継承語として日本語を学ぶ子どもたちの背景は様々です。例えば、両親が日本人で子どもが幼いうちに海外移住をした場合、日本語は家庭内での主要言語となりますが、兄弟姉妹間では英語が使われることもあります。また、片方の親が日本人の場合、日本語の聞き取りは得意でも話すのが苦手なこともあります。

継承語を失うことは、親子間のコミュニケーション、コミュニティの文化の共有、国と国の橋渡しとなる能力の損失を意味します。つまり、継承語は家庭やコミュニティ内でのコミュニケーション、文化的な橋渡しの役割を持つ重要な言語です。

多くの場合、子どもたちが継承語を学ぶのは、親がその言語を受け継いでほしいという思いからです。カナダには平日の昼間に通える日本人学校が無いので、子ども達は放課後や週末に通える日本語学校で日本語を勉強しています。

非常に難しい、海外での日本語学習

ところが、海外で日本語を学び続けるのは、私が考えていた以上に難しいようです。確かに、日本語には漢字がありますし、難しい表現も多く存在します。漢字練習の宿題が嫌いで、毎週泣きながら何とか終わらせているという話もよく聞きます。小学生の段階で日本語の学習を止めてしまうケースがとても多くあります。

継承語学習で大切なのは、「完璧」でなく、「継続」

しかし、これは非常にもったいないことだと私は思います。継承語を身に付ける際に大切なことは、完璧な状態を目指すのではなく、学習を継続することです。漢字が書けなくても、表現が少し違っていても、日本語でコミュニケーションを取ることはできます。

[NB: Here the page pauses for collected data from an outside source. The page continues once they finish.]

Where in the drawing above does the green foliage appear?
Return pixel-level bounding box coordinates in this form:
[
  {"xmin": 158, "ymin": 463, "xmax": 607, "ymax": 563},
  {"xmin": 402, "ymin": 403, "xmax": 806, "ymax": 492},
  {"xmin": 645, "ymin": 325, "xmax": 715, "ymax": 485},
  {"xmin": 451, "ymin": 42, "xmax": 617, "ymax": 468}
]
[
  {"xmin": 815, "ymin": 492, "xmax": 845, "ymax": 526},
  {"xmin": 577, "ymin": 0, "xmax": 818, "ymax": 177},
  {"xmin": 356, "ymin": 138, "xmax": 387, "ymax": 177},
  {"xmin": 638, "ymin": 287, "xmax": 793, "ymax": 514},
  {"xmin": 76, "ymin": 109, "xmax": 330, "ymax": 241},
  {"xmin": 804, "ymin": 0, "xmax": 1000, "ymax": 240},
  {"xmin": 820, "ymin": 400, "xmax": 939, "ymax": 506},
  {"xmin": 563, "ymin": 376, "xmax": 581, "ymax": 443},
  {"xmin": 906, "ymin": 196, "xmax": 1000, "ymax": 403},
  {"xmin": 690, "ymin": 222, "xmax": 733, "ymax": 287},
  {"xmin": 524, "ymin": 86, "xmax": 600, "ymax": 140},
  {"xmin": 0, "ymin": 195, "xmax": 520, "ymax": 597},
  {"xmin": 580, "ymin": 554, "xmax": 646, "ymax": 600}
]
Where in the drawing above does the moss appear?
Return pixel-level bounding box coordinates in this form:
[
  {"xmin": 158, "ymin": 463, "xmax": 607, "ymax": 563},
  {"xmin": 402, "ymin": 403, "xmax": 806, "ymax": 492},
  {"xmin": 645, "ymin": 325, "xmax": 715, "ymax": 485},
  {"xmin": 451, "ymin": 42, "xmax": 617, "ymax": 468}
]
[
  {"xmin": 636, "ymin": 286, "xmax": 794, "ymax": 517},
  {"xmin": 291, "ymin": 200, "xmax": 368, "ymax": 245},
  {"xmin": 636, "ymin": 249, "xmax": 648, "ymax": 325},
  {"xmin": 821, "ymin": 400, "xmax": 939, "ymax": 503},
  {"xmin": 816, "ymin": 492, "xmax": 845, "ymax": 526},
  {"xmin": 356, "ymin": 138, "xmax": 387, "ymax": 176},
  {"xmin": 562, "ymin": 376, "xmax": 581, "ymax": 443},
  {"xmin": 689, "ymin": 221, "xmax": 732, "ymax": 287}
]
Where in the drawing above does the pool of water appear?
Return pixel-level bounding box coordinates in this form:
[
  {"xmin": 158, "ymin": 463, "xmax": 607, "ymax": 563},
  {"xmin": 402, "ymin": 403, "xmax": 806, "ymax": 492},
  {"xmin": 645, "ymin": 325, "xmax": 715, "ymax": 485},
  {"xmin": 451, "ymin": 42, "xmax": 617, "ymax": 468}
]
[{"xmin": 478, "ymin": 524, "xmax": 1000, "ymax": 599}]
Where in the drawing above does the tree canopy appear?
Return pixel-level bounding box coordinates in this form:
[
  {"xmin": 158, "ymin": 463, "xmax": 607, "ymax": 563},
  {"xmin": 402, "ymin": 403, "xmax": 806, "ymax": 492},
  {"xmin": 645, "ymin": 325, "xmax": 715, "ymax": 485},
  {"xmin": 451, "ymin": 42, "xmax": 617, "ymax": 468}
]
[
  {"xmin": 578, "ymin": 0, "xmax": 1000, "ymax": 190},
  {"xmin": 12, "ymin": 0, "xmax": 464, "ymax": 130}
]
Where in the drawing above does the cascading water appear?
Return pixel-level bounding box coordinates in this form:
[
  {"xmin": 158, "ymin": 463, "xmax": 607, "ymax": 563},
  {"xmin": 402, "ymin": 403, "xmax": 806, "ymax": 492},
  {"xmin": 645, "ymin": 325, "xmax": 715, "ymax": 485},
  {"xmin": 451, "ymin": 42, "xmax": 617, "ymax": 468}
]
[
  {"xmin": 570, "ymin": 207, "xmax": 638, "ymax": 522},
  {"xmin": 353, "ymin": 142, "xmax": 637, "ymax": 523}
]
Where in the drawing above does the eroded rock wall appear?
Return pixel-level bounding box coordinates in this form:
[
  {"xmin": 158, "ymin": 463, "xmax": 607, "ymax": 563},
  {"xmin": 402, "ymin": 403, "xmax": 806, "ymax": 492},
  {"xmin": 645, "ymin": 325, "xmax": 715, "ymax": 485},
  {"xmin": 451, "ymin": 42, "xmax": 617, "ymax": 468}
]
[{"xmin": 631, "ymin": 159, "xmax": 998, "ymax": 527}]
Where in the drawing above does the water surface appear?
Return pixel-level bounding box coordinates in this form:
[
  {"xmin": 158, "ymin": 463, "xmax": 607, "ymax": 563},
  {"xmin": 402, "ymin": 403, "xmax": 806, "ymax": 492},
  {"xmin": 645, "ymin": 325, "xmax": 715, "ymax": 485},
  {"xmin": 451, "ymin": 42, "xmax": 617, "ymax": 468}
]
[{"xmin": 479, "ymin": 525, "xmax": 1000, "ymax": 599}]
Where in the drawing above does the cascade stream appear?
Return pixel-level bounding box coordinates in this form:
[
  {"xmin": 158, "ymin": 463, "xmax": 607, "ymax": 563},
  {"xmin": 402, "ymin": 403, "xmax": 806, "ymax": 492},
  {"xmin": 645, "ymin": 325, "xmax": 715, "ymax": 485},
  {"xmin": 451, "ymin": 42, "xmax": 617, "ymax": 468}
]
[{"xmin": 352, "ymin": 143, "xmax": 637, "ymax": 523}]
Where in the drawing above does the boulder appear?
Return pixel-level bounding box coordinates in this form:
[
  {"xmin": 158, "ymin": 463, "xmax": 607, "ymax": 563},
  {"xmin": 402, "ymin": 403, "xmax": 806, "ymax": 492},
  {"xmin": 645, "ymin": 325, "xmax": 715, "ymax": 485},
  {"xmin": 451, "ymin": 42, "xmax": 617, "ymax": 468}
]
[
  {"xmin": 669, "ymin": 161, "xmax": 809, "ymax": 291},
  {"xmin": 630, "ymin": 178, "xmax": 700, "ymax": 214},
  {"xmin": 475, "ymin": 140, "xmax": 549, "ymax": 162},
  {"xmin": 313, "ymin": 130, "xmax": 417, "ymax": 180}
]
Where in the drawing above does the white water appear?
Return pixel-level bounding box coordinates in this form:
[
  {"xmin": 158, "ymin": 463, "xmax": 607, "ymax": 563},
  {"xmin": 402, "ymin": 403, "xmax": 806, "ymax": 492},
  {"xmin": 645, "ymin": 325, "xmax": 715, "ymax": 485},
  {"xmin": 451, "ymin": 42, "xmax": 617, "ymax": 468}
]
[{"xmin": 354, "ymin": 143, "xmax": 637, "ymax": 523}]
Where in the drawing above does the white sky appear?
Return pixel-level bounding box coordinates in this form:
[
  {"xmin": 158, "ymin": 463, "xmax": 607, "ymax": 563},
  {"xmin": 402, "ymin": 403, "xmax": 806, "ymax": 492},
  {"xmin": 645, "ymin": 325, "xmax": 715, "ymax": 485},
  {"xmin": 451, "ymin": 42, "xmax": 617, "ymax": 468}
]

そして、今の時代は、AIが翻訳をしてくれます。漢字や語彙などの細かいことを学校のカリキュラム通りに身に付けるよりも、AIを上手に活用しながら、コミュニケーション能力を上げていくことの方が、その子にとって価値があることなのではないでしょうか。

完璧でなくても、現代のテクノロジーを使いながら、日本語で実際にコミュニケーションを取る練習する。それこそが、子ども達にとって楽しくリアリティのある学びになると考えています。日本語個別指導スクールでは、毎月発表会を実施し、各自の発表だけでなく、質問タイムでリアルなコミュニケーションを取ることで、日本語学習が子ども達にとって楽しい活動になっています。

完璧でなくても、楽しく続けていく。これからもより多くの子ども達に、継承語としての日本語を学び続けてほしいと心から願っています。